In 2000, Brown was named a member of the PBA's 25 Greatest Players. In 2009, he was inducted into the PBA Hall of Fame along with former teammates Allan Caidic, Samboy Lim, and Hector Calma. Ricky's honors in the PBA are numerous.
Among these awards include Rookie of the Year and Mythical Five (1983) in the same year becoming only the 2nd player to ever achieve that honor; a Mythical Five selection in 1984, 1985, 1986, and 1988; Most Valuable Player in 1985; and 7 PBA Championships with both Great Taste and San Miguel Beer. To this day, Ricky still holds the highest career average for points per game (23) and assists (7) and the highest FT percentage.

==Personal life==

Brown's parents were married in Manila in 1945 and moved to the United States the next year. His father Lee Brown was an American serviceman and a former major leaguer with the St. Louis Cardinals in the MLB. Brown's mother, the former Conrada Vidal, had a family-owned photography shop in Santa Cruz, Manila. Brown has two brothers and a sister born in the Philippines. Ricardo is married to the former Lorma Sahagun, a Filipina from Ilocos Norte, and has two sons, Justin and Kevan.
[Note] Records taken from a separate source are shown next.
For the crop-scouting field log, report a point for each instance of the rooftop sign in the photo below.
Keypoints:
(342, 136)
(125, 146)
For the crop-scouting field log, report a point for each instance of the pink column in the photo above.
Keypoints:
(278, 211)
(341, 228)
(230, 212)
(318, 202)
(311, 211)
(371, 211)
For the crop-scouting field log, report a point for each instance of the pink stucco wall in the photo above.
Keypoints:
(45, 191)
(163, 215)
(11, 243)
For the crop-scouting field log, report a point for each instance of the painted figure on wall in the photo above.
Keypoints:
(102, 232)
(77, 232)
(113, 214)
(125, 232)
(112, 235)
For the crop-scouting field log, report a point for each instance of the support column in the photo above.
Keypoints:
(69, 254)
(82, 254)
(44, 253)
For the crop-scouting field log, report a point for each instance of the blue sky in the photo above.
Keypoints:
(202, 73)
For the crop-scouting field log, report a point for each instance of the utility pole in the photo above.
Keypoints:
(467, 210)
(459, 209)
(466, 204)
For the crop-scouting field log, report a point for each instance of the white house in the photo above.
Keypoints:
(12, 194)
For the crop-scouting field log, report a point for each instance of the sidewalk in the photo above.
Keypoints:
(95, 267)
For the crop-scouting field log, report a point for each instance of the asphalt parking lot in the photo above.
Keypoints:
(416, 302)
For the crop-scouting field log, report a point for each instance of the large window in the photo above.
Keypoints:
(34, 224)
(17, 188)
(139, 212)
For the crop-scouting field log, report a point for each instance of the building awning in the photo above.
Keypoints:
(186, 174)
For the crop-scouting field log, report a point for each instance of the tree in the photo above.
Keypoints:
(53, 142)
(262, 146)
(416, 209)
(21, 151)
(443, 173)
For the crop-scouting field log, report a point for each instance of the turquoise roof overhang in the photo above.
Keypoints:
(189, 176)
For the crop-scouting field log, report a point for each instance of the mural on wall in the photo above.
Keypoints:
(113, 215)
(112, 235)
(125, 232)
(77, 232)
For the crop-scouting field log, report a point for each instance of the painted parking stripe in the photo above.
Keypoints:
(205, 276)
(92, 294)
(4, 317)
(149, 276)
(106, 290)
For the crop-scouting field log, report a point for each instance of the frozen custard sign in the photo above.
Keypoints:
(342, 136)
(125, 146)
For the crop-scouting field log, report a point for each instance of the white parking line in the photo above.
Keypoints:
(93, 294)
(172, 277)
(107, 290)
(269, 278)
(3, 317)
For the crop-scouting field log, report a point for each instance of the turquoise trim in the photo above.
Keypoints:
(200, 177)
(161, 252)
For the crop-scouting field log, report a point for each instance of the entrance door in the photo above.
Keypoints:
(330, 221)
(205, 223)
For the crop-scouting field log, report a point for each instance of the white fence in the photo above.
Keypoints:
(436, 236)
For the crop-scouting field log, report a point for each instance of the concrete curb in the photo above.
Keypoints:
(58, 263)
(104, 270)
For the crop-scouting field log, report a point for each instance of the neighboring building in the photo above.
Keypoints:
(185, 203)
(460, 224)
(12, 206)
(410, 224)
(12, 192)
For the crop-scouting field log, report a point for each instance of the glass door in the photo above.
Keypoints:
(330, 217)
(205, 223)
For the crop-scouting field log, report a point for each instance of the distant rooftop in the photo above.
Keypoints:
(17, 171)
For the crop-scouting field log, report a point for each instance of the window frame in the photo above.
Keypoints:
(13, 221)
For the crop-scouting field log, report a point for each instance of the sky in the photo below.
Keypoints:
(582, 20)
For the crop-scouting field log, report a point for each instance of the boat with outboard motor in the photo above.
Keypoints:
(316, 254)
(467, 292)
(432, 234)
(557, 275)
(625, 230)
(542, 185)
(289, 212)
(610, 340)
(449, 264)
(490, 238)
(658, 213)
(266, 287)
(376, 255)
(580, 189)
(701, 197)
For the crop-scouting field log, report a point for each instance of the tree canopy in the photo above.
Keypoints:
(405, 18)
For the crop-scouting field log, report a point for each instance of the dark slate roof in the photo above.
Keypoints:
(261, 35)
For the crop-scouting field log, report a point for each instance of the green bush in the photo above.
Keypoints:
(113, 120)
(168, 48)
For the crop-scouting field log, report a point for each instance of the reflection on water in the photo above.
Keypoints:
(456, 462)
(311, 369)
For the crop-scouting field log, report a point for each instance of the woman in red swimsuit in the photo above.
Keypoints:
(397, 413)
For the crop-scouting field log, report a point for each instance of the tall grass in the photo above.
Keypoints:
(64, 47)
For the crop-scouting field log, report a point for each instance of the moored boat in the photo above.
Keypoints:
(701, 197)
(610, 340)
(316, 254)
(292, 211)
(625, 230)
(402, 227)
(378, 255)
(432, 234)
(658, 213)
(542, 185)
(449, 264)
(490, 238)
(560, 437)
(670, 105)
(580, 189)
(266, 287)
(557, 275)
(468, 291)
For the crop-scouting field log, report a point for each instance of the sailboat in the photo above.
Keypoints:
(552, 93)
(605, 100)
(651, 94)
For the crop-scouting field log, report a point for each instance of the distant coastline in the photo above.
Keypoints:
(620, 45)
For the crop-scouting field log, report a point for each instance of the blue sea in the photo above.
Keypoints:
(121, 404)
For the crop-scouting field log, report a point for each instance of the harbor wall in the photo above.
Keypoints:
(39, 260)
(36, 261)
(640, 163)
Kevan was born in Cardinal Santos Hospital in Greenhills, San Juan, located in Metro Manila.

==In other media==

Brown made a movie with the comedy king, Dolphy, in 1987 titled Action is Not Missing, which was an entry to the Metro Manila Film Festival and a box-office hit.

==Post-retirement==

Ricky has been in education since 1981, first as a teacher, then a dean of students, assistant principal, and principal. In 2008, he became the first Filipino-American principal in the ABC Unified School District. Brown remained principal at Ross Academy of Creative and Media Arts, a school that became a California School To Watch and a California Gold Ribbon School during his tenure, for nine years. In June 2017, Brown became principal of Tracy High School, a Continuation School and Alternative Education Program, also in the ABC Unified School District. In 2019, Tracy was selected as a California Model Continuation School for excellence in providing a quality education and experience for its students.